BeautifulMaudOHara Fri 25-Mar-16 11:53:20

I can see both sides. You told them you would t be around much, which may have made them think 'great, we'll see London' and you've also said make yourselves at home BUT you want them to tell you their plans. And you've told them you're not cooking so...

I think yab a bit unreasonable but I understand why you're upset and especially so on your dd's behalf. I think neither party has managed each other's expectations well, to use a business term!

OneLove10 Fri 25-Mar-16 12:01:26

I think Yabu as you offered this to them but you seem to have some conditions attached. They are on vacation and probably want to get the most of the time rather than sitting around at your home. Unfortunately for your DD she won't understand, but they are here to have a holiday. They seem like considerate guests otherwise so maybe next time say no, instead of getting upset if they want to follow their own schedule.

NoOneIsInterested Fri 25-Mar-16 12:24:04

I think YABU - but I can see where you are coming from. I think getting back to your house for 4 would cut the day very short - I presume you'd have to leave whatever you were doing in London at three'ish.
I also think you are unreasonable to be worrying about catering for them. It sounds like they are happy to sort themselves out so I think you can leave them too it. The fact that you said you would probably do takeout means to them means that they won't be worried that you are buying in and preparing food for them.

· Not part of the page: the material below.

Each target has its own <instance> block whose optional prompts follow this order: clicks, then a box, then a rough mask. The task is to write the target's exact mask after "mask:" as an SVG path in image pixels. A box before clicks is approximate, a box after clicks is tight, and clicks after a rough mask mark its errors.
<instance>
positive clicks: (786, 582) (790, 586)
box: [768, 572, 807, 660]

You told them you haven't much free time so they are occupying themselves.

We were expats for years in a number of very holiday-worthy places and I never invited anyone other than very, very close friends and family and when I did I wouldn't dream of putting conditions on them apart from insisting they bought me some walkers cheese and onion crisps from the UK I found that letting people get on with it and not fussing too much was the best way of working it. I didn't inconvenience myself more than I wanted too. That way I would genuinely enjoy people visiting. I was also fairly upfront if I wanted contributions to food or chores. I found it much better to be honest with people than getting annoyed. All our visitors returned and we never fell out with anyone so we must have been doing something right.

I also said no to a couple of people who wanted to stay who I knew would irritate me. One was a cheeky friend of a friend who was pissed off with me when I said it wasn't convenient --- which of course, made me even happier that I had said no.

NoOneIsInterested Fri 25-Mar-16 12:26:16

Sorry about the really crappy English blush. Hopefully you get my drift.